Much of the work on passwords and keys is related to controlling where they are stored and copied.
A password is stored in the mind of a human user. It is entered on a keyboard (or equivalent) and goes through the registers of a CPU and the RAM of the computer, while it is processed. Unless some awful blunder is done, the password never reaches a permanent storage area like a hard disk.
An algorithm exists as source code somewhere, on the machine of a developer, a source versioning system, and backups. There are design documents, which have been shown to various people (e.g. those who decide whether to fund the development of the system or not), and often neglectfully deposited on an anonymous shelf of in some layer of crust on the typical desktop. More importantly, the algorithm also exists as some executable file on the deployed system itself; binary is not as readable as source code but reverse engineering works nevertheless.
Therefore we cannot reasonably consider that the algorithm is secret, or at least as secret as the password (or the key).
Really, cryptographic methods were split one century ago into the algorithm and the key precisely because of that: in a functioning system, part of the method necessarily leaks traces everywhere. Having a key means concentrating the secrecy in the other half, the part which we can keep secret.
"Security through obscurity" is an expression which uses the term obscurity, not secrecy. Cryptography is about achieving security through secrecy. That's the whole difference: a password can be secret; an algorithm is, at best, obscure. Obscurity is dispelled as soon as some smart guy thinks about bringing a metaphorical lantern. Secrecy is more like a steel safe: to break through it, you need more powerful tools.
Smart guy Auguste Kerckhoffs already wrote it more than a century ago. Despite the invention of the computer and all of today's technology, his findings still apply. It took a while for practitioners of cryptography to learn that lesson; 60 years later, Germans were still putting a great deal in the "secrecy" of the design of the Enigma machine. Note that when Germans put the 4-rotor Navy Enigma into use, Allied cryptographers were inconvenienced (routine cracking stopped for a few months) but were not totally baffled because some captured documents from the preceding year alluded to the development of the new version, with a fourth "reflector" rotor. There you have it: algorithm secrecy could not be achieved in practice.
An additional twist is that algorithm obscurity can harm security. What I explain above is that obscurity cannot be trusted for security: it might increase security, but not by much (and you cannot really know "how much"). It turns out that it can also decrease security. The problem is the following: it is very hard to make a secure cryptographic algorithm. The only known method is to publish the algorithm and wait for the collective wisdom of cryptographers around the world to gnaw at it and reach a conclusion which can be expressed as either "can be broken that way" or "apparently robust". An algorithm is declared "good" only if it resisted the onslaught of dozens or hundreds of competent cryptographers for at least three or four years.

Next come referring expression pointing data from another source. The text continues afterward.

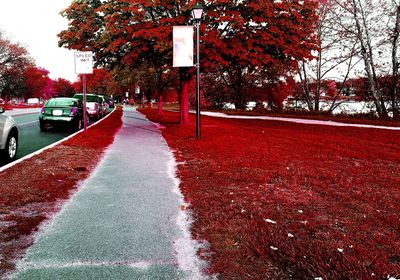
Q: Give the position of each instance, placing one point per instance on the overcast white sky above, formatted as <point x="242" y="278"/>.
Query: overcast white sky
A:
<point x="35" y="24"/>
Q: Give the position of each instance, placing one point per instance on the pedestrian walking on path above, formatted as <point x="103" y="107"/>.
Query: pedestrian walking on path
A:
<point x="124" y="222"/>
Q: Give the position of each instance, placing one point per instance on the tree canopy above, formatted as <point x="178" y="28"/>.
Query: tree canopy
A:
<point x="239" y="37"/>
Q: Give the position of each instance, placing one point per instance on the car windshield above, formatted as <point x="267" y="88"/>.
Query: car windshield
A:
<point x="89" y="97"/>
<point x="61" y="103"/>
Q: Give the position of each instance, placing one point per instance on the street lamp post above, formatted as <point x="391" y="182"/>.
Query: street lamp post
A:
<point x="197" y="12"/>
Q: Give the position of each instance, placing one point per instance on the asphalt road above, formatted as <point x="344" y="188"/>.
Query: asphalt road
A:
<point x="31" y="138"/>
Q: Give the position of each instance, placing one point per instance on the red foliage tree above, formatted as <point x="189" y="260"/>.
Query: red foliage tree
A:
<point x="247" y="36"/>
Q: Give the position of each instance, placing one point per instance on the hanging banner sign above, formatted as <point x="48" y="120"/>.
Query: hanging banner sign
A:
<point x="183" y="46"/>
<point x="83" y="62"/>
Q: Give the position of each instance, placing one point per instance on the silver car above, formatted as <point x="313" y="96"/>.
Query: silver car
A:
<point x="8" y="137"/>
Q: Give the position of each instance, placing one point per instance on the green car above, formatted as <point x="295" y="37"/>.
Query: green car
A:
<point x="62" y="111"/>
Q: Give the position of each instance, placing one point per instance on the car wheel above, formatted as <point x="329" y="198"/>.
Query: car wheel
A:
<point x="11" y="147"/>
<point x="79" y="125"/>
<point x="42" y="126"/>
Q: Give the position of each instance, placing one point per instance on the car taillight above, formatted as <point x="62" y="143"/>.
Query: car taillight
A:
<point x="74" y="111"/>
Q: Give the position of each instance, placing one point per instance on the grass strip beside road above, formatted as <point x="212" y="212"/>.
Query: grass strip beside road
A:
<point x="33" y="190"/>
<point x="281" y="200"/>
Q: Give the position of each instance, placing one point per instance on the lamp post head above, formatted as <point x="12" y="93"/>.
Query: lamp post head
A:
<point x="197" y="12"/>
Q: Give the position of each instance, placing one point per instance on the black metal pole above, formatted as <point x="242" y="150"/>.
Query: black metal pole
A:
<point x="198" y="129"/>
<point x="84" y="104"/>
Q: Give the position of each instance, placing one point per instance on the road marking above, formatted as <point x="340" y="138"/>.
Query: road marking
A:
<point x="23" y="124"/>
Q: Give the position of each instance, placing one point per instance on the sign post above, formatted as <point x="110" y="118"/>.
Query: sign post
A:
<point x="83" y="66"/>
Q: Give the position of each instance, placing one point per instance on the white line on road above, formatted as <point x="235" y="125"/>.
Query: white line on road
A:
<point x="23" y="124"/>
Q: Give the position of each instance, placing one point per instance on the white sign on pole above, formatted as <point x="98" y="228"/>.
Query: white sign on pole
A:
<point x="183" y="46"/>
<point x="83" y="62"/>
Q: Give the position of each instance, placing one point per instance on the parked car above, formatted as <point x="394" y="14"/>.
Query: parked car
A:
<point x="93" y="105"/>
<point x="104" y="105"/>
<point x="8" y="136"/>
<point x="111" y="103"/>
<point x="62" y="111"/>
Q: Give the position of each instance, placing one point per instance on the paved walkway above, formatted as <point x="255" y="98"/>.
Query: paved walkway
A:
<point x="125" y="222"/>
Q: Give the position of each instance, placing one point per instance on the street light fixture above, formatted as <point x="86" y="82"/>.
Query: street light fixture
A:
<point x="197" y="13"/>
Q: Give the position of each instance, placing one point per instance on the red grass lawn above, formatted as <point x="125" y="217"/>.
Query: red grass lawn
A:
<point x="279" y="200"/>
<point x="34" y="189"/>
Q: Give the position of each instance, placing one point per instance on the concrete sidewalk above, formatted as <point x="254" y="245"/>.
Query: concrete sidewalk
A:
<point x="125" y="221"/>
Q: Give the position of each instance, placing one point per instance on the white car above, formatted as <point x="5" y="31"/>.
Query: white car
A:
<point x="8" y="137"/>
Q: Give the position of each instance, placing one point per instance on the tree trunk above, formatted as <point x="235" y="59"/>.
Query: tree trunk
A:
<point x="160" y="104"/>
<point x="395" y="66"/>
<point x="369" y="67"/>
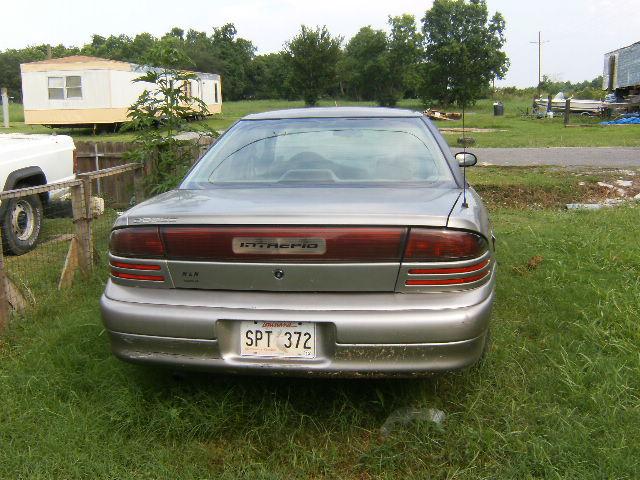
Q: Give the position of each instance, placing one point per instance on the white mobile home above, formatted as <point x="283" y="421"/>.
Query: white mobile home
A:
<point x="81" y="90"/>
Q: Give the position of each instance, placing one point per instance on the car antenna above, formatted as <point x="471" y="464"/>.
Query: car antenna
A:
<point x="464" y="165"/>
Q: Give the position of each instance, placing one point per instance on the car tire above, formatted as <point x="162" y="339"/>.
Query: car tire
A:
<point x="21" y="224"/>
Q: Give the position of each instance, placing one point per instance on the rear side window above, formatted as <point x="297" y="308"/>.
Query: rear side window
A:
<point x="323" y="150"/>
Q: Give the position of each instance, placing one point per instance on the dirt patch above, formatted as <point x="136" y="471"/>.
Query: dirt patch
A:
<point x="470" y="130"/>
<point x="524" y="196"/>
<point x="586" y="186"/>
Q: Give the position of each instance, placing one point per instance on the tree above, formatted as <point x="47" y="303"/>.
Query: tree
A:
<point x="405" y="52"/>
<point x="312" y="56"/>
<point x="269" y="77"/>
<point x="380" y="66"/>
<point x="167" y="104"/>
<point x="463" y="51"/>
<point x="362" y="61"/>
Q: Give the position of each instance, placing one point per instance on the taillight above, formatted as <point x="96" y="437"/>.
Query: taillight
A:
<point x="135" y="266"/>
<point x="446" y="281"/>
<point x="136" y="276"/>
<point x="425" y="245"/>
<point x="141" y="242"/>
<point x="269" y="244"/>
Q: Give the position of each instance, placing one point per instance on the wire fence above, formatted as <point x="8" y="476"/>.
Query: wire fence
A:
<point x="51" y="233"/>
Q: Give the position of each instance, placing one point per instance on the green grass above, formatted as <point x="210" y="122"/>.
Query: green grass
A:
<point x="513" y="129"/>
<point x="557" y="397"/>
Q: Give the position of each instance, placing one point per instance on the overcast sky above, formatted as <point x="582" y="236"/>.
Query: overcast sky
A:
<point x="579" y="31"/>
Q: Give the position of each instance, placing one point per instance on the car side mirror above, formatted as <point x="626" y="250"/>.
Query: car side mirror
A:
<point x="466" y="159"/>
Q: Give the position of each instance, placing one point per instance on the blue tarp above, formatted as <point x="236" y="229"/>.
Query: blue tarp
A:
<point x="627" y="119"/>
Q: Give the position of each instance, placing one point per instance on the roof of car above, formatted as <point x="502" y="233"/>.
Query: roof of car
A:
<point x="334" y="112"/>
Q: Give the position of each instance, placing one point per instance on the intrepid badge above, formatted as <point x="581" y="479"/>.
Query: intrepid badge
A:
<point x="279" y="246"/>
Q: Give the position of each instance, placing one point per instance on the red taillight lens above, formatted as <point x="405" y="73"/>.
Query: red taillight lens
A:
<point x="426" y="245"/>
<point x="354" y="244"/>
<point x="141" y="242"/>
<point x="447" y="281"/>
<point x="135" y="276"/>
<point x="448" y="271"/>
<point x="135" y="266"/>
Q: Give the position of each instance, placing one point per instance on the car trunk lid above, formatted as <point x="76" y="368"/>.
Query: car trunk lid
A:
<point x="281" y="239"/>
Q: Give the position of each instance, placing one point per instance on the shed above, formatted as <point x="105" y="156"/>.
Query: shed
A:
<point x="82" y="90"/>
<point x="622" y="69"/>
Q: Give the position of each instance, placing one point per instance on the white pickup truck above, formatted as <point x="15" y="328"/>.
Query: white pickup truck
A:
<point x="27" y="161"/>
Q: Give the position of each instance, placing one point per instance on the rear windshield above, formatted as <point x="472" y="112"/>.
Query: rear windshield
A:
<point x="321" y="151"/>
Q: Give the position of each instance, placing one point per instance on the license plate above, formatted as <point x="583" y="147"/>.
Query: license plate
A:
<point x="278" y="339"/>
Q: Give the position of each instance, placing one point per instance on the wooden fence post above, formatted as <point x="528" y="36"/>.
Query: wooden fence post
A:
<point x="138" y="184"/>
<point x="5" y="107"/>
<point x="82" y="220"/>
<point x="4" y="300"/>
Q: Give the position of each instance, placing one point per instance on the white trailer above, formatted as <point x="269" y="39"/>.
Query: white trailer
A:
<point x="81" y="90"/>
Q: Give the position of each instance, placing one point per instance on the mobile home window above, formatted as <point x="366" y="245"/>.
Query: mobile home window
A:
<point x="56" y="88"/>
<point x="74" y="86"/>
<point x="65" y="87"/>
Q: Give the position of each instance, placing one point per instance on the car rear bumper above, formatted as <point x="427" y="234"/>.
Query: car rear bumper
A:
<point x="357" y="334"/>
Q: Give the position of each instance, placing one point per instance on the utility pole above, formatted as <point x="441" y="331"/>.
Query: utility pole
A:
<point x="539" y="42"/>
<point x="5" y="106"/>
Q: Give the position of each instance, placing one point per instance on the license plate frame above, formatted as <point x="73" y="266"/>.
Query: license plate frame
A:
<point x="278" y="339"/>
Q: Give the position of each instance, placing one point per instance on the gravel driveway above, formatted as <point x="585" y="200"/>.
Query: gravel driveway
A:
<point x="618" y="157"/>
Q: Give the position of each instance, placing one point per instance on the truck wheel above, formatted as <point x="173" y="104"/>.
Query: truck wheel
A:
<point x="21" y="224"/>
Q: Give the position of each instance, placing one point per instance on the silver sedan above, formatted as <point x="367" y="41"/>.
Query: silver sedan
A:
<point x="336" y="241"/>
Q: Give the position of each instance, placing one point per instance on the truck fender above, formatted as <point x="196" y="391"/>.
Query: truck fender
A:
<point x="22" y="173"/>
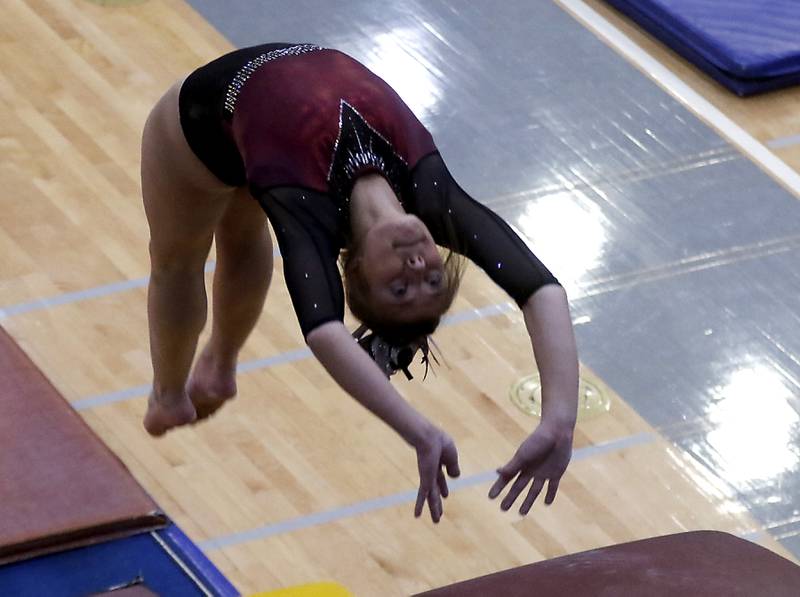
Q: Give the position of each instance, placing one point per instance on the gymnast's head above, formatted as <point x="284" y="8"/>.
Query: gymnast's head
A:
<point x="397" y="281"/>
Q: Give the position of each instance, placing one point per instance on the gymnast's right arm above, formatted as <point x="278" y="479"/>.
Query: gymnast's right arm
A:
<point x="305" y="228"/>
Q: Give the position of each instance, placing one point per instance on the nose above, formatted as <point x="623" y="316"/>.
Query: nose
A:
<point x="415" y="262"/>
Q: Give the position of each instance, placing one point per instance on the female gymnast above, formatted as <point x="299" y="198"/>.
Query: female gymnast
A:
<point x="341" y="167"/>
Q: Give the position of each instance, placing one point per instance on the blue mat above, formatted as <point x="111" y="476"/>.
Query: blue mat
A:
<point x="165" y="562"/>
<point x="750" y="46"/>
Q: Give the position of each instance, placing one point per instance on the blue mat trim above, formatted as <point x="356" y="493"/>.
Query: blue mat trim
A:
<point x="749" y="46"/>
<point x="165" y="562"/>
<point x="194" y="559"/>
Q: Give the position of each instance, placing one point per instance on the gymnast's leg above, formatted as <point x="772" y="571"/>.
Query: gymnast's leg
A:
<point x="241" y="281"/>
<point x="184" y="203"/>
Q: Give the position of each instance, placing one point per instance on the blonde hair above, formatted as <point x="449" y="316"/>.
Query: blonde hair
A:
<point x="357" y="293"/>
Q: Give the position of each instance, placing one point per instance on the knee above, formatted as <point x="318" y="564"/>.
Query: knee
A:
<point x="178" y="258"/>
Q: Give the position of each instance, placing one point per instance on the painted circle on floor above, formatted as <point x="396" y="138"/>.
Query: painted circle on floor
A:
<point x="593" y="399"/>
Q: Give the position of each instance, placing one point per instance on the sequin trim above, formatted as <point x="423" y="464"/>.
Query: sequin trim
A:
<point x="244" y="73"/>
<point x="359" y="153"/>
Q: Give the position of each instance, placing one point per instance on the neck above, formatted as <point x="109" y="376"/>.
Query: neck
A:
<point x="372" y="201"/>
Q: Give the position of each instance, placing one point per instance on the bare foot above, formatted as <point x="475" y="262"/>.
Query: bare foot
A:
<point x="211" y="385"/>
<point x="163" y="415"/>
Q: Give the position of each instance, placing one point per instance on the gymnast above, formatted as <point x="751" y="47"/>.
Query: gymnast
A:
<point x="345" y="174"/>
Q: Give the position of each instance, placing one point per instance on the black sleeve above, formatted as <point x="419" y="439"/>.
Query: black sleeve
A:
<point x="308" y="228"/>
<point x="460" y="223"/>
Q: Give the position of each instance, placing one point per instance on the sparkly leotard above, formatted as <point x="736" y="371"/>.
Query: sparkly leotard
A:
<point x="298" y="124"/>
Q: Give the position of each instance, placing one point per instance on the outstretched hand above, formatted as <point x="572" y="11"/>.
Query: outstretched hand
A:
<point x="435" y="455"/>
<point x="541" y="458"/>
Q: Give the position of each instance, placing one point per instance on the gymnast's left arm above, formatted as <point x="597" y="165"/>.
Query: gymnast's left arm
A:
<point x="543" y="456"/>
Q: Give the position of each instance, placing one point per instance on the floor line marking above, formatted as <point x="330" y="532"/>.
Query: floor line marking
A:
<point x="404" y="497"/>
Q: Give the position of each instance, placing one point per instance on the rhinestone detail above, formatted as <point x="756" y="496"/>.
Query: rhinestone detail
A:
<point x="243" y="74"/>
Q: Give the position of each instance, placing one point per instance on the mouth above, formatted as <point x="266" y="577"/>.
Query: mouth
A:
<point x="404" y="244"/>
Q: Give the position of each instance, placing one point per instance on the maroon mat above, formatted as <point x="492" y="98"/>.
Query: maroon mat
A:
<point x="696" y="564"/>
<point x="60" y="486"/>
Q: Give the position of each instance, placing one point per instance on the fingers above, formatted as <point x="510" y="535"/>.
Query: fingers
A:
<point x="552" y="489"/>
<point x="536" y="489"/>
<point x="422" y="494"/>
<point x="520" y="484"/>
<point x="442" y="482"/>
<point x="435" y="504"/>
<point x="450" y="459"/>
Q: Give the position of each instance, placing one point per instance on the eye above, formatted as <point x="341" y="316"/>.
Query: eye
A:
<point x="435" y="279"/>
<point x="398" y="289"/>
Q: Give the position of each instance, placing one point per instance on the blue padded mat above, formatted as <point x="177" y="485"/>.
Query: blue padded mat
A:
<point x="750" y="46"/>
<point x="165" y="562"/>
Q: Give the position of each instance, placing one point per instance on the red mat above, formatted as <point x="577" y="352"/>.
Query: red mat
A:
<point x="60" y="486"/>
<point x="696" y="564"/>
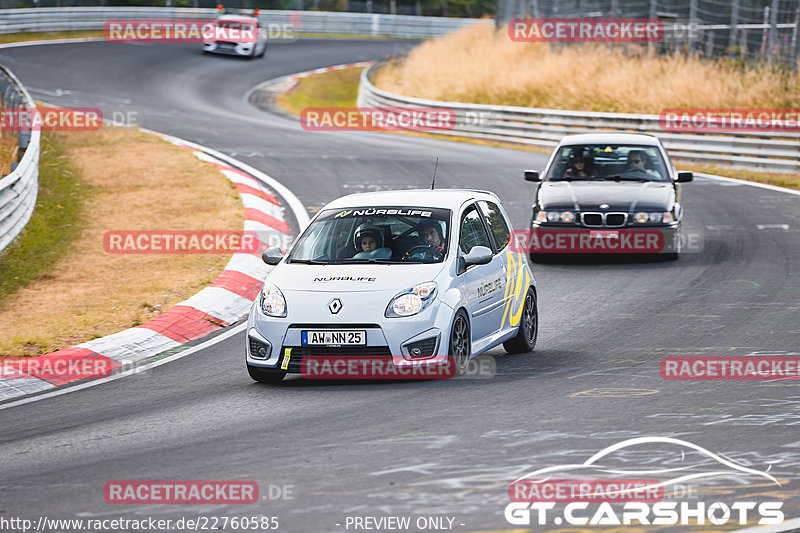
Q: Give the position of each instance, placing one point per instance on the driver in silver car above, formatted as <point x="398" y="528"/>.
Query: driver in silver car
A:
<point x="431" y="234"/>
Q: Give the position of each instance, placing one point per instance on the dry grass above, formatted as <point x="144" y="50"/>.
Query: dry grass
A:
<point x="478" y="65"/>
<point x="136" y="182"/>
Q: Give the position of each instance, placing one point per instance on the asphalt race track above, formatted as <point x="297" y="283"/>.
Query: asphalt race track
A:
<point x="423" y="448"/>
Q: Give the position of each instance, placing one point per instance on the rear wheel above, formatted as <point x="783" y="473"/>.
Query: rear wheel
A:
<point x="525" y="341"/>
<point x="460" y="343"/>
<point x="263" y="376"/>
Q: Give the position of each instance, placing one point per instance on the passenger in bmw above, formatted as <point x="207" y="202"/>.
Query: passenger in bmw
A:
<point x="638" y="163"/>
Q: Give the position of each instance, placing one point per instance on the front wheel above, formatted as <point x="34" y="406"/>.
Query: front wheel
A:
<point x="460" y="342"/>
<point x="263" y="376"/>
<point x="525" y="341"/>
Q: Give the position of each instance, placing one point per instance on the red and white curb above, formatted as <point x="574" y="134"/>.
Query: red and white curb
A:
<point x="322" y="70"/>
<point x="220" y="304"/>
<point x="284" y="83"/>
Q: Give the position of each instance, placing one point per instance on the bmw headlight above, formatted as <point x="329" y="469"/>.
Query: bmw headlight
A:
<point x="412" y="300"/>
<point x="662" y="217"/>
<point x="566" y="217"/>
<point x="272" y="301"/>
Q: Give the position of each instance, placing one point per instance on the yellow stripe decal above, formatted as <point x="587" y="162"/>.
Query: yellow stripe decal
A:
<point x="287" y="354"/>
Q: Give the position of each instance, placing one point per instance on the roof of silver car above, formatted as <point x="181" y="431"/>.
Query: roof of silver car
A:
<point x="444" y="198"/>
<point x="611" y="138"/>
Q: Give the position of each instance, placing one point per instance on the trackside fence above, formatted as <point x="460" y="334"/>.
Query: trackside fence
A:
<point x="50" y="19"/>
<point x="18" y="188"/>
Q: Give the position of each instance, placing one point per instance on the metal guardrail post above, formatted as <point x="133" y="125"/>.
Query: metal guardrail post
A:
<point x="18" y="190"/>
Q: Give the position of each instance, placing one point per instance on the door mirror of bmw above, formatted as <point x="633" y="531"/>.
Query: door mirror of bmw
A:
<point x="532" y="175"/>
<point x="272" y="256"/>
<point x="479" y="255"/>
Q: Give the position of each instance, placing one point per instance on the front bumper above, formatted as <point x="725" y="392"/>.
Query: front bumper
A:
<point x="420" y="340"/>
<point x="230" y="49"/>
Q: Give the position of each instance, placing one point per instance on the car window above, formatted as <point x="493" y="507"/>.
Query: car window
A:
<point x="608" y="161"/>
<point x="473" y="233"/>
<point x="390" y="233"/>
<point x="496" y="222"/>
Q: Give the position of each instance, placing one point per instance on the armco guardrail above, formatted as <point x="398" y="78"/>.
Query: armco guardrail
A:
<point x="772" y="152"/>
<point x="18" y="189"/>
<point x="322" y="22"/>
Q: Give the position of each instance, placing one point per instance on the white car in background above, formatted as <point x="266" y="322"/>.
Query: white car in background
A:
<point x="238" y="35"/>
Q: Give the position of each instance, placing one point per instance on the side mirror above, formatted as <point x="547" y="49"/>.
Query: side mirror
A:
<point x="272" y="255"/>
<point x="532" y="175"/>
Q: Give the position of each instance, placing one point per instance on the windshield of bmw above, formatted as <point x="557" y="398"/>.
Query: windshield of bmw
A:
<point x="375" y="235"/>
<point x="613" y="162"/>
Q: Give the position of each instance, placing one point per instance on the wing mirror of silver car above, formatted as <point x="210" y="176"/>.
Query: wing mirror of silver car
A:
<point x="532" y="175"/>
<point x="479" y="255"/>
<point x="272" y="255"/>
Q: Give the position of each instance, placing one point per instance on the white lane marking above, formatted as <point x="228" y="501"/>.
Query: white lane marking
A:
<point x="773" y="226"/>
<point x="787" y="525"/>
<point x="229" y="333"/>
<point x="53" y="41"/>
<point x="751" y="183"/>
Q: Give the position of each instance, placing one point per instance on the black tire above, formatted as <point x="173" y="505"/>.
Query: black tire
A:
<point x="264" y="376"/>
<point x="460" y="346"/>
<point x="528" y="332"/>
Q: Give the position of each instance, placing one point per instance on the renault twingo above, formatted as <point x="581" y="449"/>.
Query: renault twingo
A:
<point x="424" y="276"/>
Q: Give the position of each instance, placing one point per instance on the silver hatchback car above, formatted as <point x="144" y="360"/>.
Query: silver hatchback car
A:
<point x="426" y="278"/>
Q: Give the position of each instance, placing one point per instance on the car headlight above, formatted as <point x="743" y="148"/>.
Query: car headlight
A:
<point x="412" y="300"/>
<point x="567" y="217"/>
<point x="644" y="217"/>
<point x="272" y="301"/>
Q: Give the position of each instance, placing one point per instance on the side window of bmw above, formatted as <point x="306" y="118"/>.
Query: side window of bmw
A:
<point x="496" y="222"/>
<point x="473" y="233"/>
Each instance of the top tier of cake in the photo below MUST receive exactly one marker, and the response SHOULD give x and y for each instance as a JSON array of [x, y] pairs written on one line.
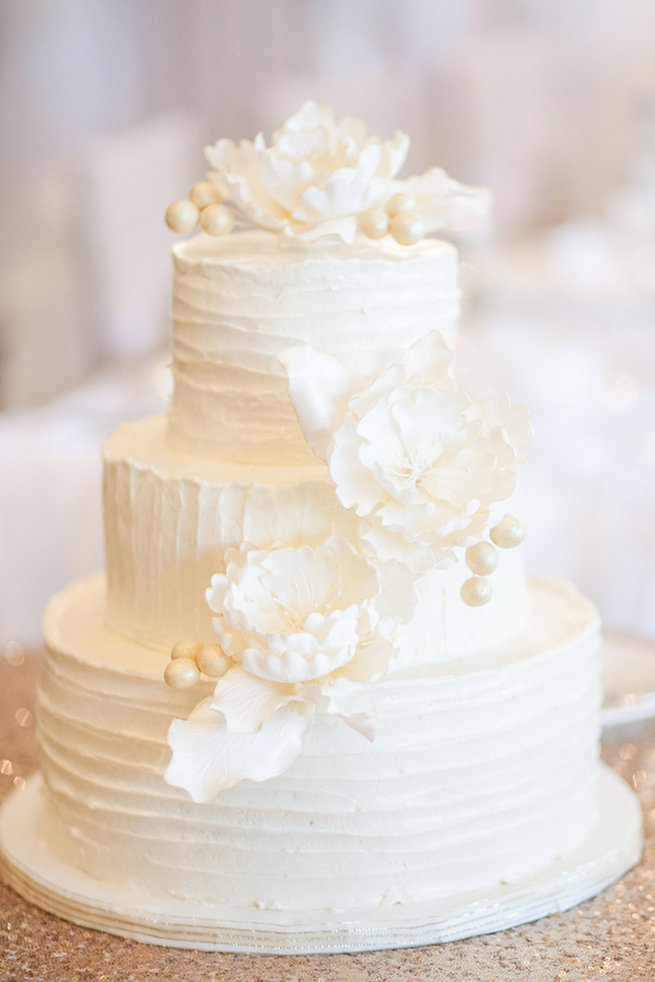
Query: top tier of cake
[[238, 302]]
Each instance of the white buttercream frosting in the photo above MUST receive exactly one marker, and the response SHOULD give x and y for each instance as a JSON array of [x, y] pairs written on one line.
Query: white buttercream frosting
[[170, 515], [240, 301], [479, 773]]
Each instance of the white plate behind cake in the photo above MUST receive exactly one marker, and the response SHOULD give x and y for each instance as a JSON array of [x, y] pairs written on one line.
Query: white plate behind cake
[[612, 847], [628, 679]]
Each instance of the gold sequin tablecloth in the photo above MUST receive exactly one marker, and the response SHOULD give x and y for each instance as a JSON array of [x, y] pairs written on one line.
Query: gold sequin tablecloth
[[610, 938]]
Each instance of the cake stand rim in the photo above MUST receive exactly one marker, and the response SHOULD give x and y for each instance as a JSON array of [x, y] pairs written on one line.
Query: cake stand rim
[[28, 866]]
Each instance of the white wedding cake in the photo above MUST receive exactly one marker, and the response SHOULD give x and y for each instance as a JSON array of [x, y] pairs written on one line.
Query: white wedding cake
[[314, 678]]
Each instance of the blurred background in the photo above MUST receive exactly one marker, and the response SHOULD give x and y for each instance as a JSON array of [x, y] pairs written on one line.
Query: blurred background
[[105, 107]]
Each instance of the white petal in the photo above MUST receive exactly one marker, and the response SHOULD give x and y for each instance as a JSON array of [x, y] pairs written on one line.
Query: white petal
[[247, 701], [355, 485], [208, 759], [319, 388]]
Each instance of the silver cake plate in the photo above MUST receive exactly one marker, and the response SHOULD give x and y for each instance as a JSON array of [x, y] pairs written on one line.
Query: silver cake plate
[[612, 847], [628, 679]]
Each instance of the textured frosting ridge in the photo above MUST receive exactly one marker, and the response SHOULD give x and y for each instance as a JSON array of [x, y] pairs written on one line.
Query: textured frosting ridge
[[239, 302], [493, 778], [170, 514]]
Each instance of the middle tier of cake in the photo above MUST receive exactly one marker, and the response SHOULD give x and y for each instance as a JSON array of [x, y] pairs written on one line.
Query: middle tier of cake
[[170, 516]]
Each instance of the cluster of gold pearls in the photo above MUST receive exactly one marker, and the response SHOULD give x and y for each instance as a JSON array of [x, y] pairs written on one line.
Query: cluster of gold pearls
[[190, 659], [399, 217], [509, 533], [482, 560], [476, 591], [374, 224], [204, 206]]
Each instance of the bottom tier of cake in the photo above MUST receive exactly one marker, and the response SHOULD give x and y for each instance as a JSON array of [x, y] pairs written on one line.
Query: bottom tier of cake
[[479, 775]]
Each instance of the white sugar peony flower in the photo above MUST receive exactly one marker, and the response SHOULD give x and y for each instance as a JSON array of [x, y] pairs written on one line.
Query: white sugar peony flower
[[420, 463], [306, 628], [314, 180], [443, 204]]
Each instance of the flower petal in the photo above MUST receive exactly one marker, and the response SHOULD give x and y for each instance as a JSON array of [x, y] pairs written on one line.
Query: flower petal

Internet, academic procrastination and human hubris are such that, with the right communications campaign, you can get these few hundreds of cryptographers to do that hard assessing job for free -- provided that you make the algorithm public (and "attractive" in some way). If you want to maintain the algorithm obscure, then you cannot benefit from such free consulting. Instead, you have to pay. Twenty good cryptographers for, say, two years of effort: we are talking about millions of dollars, here. Nobody does that, that's way too expensive. Correspondingly, obscure algorithms are invariably much less stress-tested than public algorithms, and therefore less secure.
(Note the fine print: security is not only about not being broken, but also about having some a priori knowledge that breaches won't happen. I want to be able to sleep at night.)
Summary:
- You should not keep your algorithm secret.
- You do not know how much your algorithm is secret.
- You cannot keep your algorithm secret.
- But you can and must keep your password secret, and you can know "how much" secret it is (that's all the "entropy" business).